Bienvenidos al país de los verbívoros

Bienvenidos al país de los verbívoros, una Tierra Jocunda sin ley de extranjería. Es verbívoro todo el mundo quien bebe verbos y los hace bailar. La única condición es no tener miedo de jugar ni de jugársela. Este portal ha pasado por diversas fases desde su creación en 1999. La última, de 2014 a 2017, ser un espacio abierto a profesionales de todos los ámbitos, semanalmente entrevistados con el juego de trasfondo. Podréis recuperar todas las entrevistas aquí debajo.

Antes, fue un foro interactivo con propuestasd e juegos en catalán, castellano e italiano, hasta que las redes sociales aportaron una vía más directa para acoger a la comunidad verbívora, que ahora recibe un estímulo diario desde la página www.facebook.com/verbaliajuegos Cuantas más intervenciones, más posibilidades de ganar premios tendréis... Nuestro principal interés es ilustrar con ejemplos que el hecho de jugar es una experiencia cultural de primera magnitud.

El país de Verbalia lo impulsa Màrius Serra, autor de los libros Verbalia (2000) y verbalia.com (2002), y coautor con Oriol Comas de los juegos Verbalia (Devir, 2011) y Crucigramàrius (Devir, 2014).
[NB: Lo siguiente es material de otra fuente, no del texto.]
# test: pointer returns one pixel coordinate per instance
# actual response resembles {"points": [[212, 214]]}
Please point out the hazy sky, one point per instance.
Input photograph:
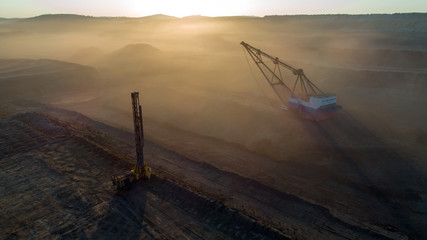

Desde marzo de 2018, Oriol Comas i Coma es, también, un personaje literario de novela negra, el experto en juegos homónimo que resuelve una trama criminal en La novel•la de Sant Jordi, de Màrius Serra (Amsterdam, 2018).


Òscar Dalmau: "La gente sin sentido del humor me asusta"

El día que quedamos con Òscar Dalmau (Barcelona, 1974) fue un día histórico. No por esta entrevista, sino porque hacía pocas horas que el Rey Juan Carlos había anunciado su abdicación. Pudimos ver como se vivió la renuncia del monarca des de la sede del Grupo Godó. Con Òscar hablamos de La Competència, El Gran Dictat, sus campañas publicitarias y la vertiente lúdica de su trabajo. También tuvimos tiempo para hablar de la estética vintage que le define, y de su pasado como amante del hip-hop, con gorra incluida. Las palabras y su pronuncia estuvieron presentes todo el rato dentro del estudio secundario de Rac1 en el que conversamos.

¿Esperabas vivir la abdicación del Rey Juan Carlos desde la Torre Godó?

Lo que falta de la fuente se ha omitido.